Market update: Once mighty GE dropping like a stone, India set to become a major energy consumer

14 Nov

by Mihály Tatár

 

Good Morning!

 

  • Trading remained slow even on Tuesday (SPX +0.10%, DAX -0.40%, Nikkei +0.11%, Shanghai +0.06%, EURUSD 1.1670), as investors were waiting for signals from the US (CPI figures, a Yellen speech, and a returning Trump commenting on the tax reform process). With no geopolitical news, oil traders gradually locked in more profits (WTI 56.60, Brent 63 USD), also attributed to a Citi analysis that without prolonged Saudi-Russia supply cuts, prices will collapse (typical analyst talk, in my personal opinion, the better question is whose interest would be a significantly lower oil price, and I just can’t see anybody out there). While mostly unnoticed, the Turkish Lira quietly weakened further (EURTRY 4.53, it used to trade at 2.20 in 2012), and the victim of the day was the once mighty General Electric, dropping 8.5% (-40% YTD), as it cut its divinded for only the second time since 1938 and the CEO delivered a massively underwhelming turnaround plan. (’The reset’ basically means that GE will concentrate on much fewer areas, mostly on industrial manufacturing like medical equipment, making large divestments from locomotives to oil-field equipment producer Baker Hughers. Even its traditional lighting products, started by Thomas Edison, will be abandoned). In the meantime, as expected, Venezulea defaulted even officially (S&P cut its rating to SD), after even the hard-to-shock creditors of the country called the Monday meeting ’surrealistic’. (It is somewhat ironic, by the way, that the country with the world’s largest oil reserves defaults on missed 200 million USD payments. One has to wonder what had happened with socialism without the oil.)

 

  • In its annual report, the International Energy Agency argued that renewable energy (mostly wind and solar power) will continue to grab a bigger market share and overtake coal in electricity generation by 2040. (This would be big news – renewables enjoyed a much better press than their actual industrial weight). The IEA also noted that input prices are dropping dramatically in renewables (solar panels, wind farm parts, batteries), and that electricity drew more investment than fossil fuel last year for the first time.

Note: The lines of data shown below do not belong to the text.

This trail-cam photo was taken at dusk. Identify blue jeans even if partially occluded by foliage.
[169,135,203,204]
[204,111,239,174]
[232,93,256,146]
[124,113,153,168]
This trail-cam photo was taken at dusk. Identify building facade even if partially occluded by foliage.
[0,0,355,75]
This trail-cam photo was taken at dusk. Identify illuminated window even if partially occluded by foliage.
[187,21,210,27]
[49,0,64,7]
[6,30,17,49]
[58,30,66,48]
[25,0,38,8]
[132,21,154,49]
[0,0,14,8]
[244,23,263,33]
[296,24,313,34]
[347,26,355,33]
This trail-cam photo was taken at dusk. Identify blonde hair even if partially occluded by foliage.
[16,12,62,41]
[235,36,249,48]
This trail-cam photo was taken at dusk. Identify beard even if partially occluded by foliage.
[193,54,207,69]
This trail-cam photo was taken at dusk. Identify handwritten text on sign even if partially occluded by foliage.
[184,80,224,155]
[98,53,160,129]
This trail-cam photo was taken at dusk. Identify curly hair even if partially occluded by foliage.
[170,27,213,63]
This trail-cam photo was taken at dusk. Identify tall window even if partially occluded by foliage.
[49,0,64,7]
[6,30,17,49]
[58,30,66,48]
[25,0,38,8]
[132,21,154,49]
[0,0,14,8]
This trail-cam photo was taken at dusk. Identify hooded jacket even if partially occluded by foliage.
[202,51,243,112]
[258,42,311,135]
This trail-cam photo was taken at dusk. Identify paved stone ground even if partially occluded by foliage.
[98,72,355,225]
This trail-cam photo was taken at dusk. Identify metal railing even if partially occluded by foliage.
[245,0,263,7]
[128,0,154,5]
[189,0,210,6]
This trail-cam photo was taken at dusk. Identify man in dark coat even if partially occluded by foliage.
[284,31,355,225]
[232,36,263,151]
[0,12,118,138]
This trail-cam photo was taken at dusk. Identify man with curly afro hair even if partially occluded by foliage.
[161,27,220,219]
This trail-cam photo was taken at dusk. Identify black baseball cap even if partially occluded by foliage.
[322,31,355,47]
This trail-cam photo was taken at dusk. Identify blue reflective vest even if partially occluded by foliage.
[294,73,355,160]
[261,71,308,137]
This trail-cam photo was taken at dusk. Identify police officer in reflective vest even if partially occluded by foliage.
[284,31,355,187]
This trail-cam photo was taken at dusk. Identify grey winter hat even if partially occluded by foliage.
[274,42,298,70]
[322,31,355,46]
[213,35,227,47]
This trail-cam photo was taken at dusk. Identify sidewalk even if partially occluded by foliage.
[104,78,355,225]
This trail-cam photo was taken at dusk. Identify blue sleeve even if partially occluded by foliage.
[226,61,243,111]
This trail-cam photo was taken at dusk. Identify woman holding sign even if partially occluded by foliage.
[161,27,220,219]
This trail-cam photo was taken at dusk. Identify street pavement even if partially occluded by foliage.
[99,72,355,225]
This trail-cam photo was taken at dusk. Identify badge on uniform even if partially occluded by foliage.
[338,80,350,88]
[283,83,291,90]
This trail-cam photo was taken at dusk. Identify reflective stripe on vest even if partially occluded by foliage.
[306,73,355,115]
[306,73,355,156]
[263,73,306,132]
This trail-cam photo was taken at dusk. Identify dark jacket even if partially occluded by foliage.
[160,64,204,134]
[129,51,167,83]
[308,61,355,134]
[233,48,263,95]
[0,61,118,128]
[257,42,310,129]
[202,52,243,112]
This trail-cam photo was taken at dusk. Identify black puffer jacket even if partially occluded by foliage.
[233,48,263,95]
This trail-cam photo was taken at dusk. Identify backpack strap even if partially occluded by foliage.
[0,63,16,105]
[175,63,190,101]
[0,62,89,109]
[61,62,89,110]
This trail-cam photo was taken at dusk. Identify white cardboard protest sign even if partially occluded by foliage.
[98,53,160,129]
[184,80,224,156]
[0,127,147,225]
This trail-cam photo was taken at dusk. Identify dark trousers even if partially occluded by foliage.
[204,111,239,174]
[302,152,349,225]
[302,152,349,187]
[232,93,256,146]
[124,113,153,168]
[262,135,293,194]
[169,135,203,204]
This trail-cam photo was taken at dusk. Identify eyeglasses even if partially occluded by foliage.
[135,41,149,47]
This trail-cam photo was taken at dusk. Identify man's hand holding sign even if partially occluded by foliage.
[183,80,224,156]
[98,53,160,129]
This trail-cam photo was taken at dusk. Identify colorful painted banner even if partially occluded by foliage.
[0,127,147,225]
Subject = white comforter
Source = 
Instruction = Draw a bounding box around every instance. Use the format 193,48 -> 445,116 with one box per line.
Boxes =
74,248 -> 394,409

It’s also worth mentioning – somewhat contradicting the report, in my view – that India’s energy demand is forecasted to rise dramatically, to 11% of world energy (!), including its oil demand, which will soon surpass China’s. This will be hard to cover, even if firms start to lay solar panels on the Moon.

 

  • In a show of the shape of things to come, as overly generous pension plans start to unravel in the US (of all places!), Democrats are now proposing legislation that would allow struggling pension funds to borrow from the US Treasury to remain solvent. While it’s doubtful Republicans would back such a dangerous project (the bill would even create a Pension Rehabilitation Administration within the US Treasury), the growing pressure on lawmakers won’t go away as demographics bites – and of course the US is in a much better shape than Europe in this regard.